The front-wheel-drive A4 2.0 TFSI Ultra is one of two models to run a turbocharged 2.0-litre four-cylinder petrol engine. The most economical of all new petrol-powered A4 models, it replaces the previous A4 1.8 TFSI, which used an older turbocharged 1.8-litre engine that is set to be phased out across the Audi line-up.
The message with the new engine is that downsizing is not the only alternative in the search for lower CO2 emissions. Among its developments is a revised Atkinson cycle combustion process with a compression ratio raised to a high (by petrol engine standards) 11.7:1 and a newly developed exhaust manifold. Power is up by 19bhp at 187bhp, while torque remains the same as before at 234lb ft.
The longitudinally mounted powerplant comes mated to a standard six-speed manual gearbox, although the prototype put at our disposal used an optional seven speed S tronic dual-clutch automatic unit. So configured, the A4 2.0 TFSI Ultra is claimed to return 58.9mpg combined in saloon guise, endowing it with average CO2 emissions of just 109g/km – figures that better those of the new A4 1.4 TFSI entry-level model, no less.
The new petrol unit fails to propel the A4 with the same sort of conviction or low-end urgency as the four-cylinder diesel engine we also tried. Nevertheless, it is smooth and willing to rev.

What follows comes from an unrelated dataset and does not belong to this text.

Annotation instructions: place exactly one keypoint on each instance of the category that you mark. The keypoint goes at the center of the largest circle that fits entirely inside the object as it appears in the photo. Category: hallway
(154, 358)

Audi quotes a 0-62mph time for the A4 2.0 TFSI of 7.3sec, bettering that of the old CVT-equipped A4 1.8 TFSI by 1.0sec. Top speed is put at 149mph, up from an earlier 140mph.

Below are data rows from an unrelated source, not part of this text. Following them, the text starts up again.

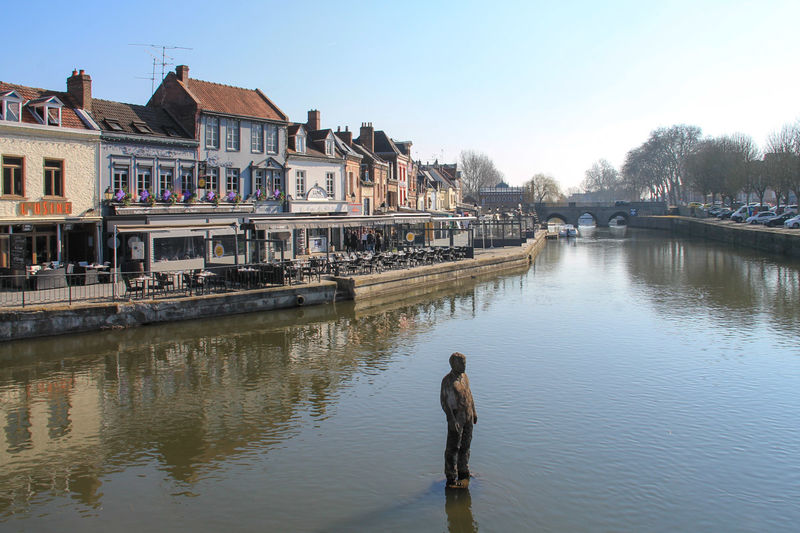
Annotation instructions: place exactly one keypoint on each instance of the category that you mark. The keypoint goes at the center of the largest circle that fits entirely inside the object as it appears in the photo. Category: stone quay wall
(52, 320)
(773, 240)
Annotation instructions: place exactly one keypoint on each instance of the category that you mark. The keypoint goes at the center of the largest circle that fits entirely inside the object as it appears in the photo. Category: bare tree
(781, 161)
(604, 181)
(477, 171)
(542, 188)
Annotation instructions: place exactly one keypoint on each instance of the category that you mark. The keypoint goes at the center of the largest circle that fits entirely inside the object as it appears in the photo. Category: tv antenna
(164, 61)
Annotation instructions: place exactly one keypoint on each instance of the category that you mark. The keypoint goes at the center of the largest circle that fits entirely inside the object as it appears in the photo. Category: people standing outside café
(457, 404)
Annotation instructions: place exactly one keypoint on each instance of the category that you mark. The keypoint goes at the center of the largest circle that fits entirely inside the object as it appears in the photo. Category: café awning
(291, 223)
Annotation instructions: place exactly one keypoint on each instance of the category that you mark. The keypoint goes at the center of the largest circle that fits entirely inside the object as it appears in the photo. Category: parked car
(743, 212)
(761, 217)
(793, 222)
(724, 213)
(778, 220)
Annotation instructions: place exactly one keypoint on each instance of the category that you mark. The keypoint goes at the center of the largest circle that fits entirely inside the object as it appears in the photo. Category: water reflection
(458, 507)
(189, 396)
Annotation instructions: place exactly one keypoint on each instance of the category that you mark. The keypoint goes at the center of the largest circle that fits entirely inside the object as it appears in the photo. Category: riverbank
(59, 320)
(773, 240)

As a measure of the added efficiency brought by a claimed drag co-efficient of 0.23, along with reduced mechanical drag and lower rolling-resistance tyres, the A4 2.0 TFSI is claimed to roll 450 metres further than its predecessor from a speed of 80mph. That’s a distance of over four football fields.

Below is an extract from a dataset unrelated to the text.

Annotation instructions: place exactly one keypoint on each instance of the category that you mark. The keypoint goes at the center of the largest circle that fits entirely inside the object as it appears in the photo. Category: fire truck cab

The steering, a speed sensitive electro-mechanical set-up, is lighter in nominal weighting than before in Comfort mode but also proved to be quite accurate. The initial sharpness of the previous A4's rack has been traded for a noticeably more progressive action across the first quarter turn of lock, giving the new model a more natural feel in most situations. We’d still like more feedback, but it is nevertheless a big improvement.
The same can be said of the dynamic properties, which have been dramatically improved. There is now a greater subtlety and fluidity to the A4, which not only makes it more accommodating but also a good deal more entertaining over any given road than the car it replaces.
The transformation can be traced to the newly developed body structure, which Audi technical chief Ulrich Hackenberg describes as not only being lighter but also significantly more rigid than that used by the old A4. Further gains have been made with the adoption of new integrated cast aluminium front suspension towers that, he says, allow road shock to be dispersed with greater effectiveness than before.
As a result, the new model receives softer springs and more progressive damper rates than its predecessor right across the line-up. The roll bars have also been upgraded, with the diameter up by 4mm in certain cases. The elastokinetic properties have also been heavily revised with bushings that are described as providing greater initial bump absorption.
Audi says it looked at providing the new A4 with an optional air spring suspension like that offered on the latest Mercedes C-Class. However, the gains made with the standard underpinnings are such that Hackenberg decided against it. “The new platform can easily be adapted for air suspension, but it is not planned," he said. "Not yet, anyway.”
The upshot is a significantly improved ride. The prototypes of the new A4 we drove felt more settled over a variety of surfaces than we remember the old model ever being. This is especially noticeable at lower speeds, where added compliancy has brought enhanced comfort. The new car is occasionally caught out by transverse ruts, which tend to induce a nasty thump from the front end at higher speeds, but for the most part the mid-range Audi proves a much smoother riding proposition than its predecessor.
Equally as impressive is the handling. The more natural feel to the steering happily extends to the cornering nature of the new A4. Of particular note is the roll stabilisation, which was exemplary on the early examples we drove. The softer springs allow more lean than with the old A4, but deft damping qualities introduce greater progression to the body movements.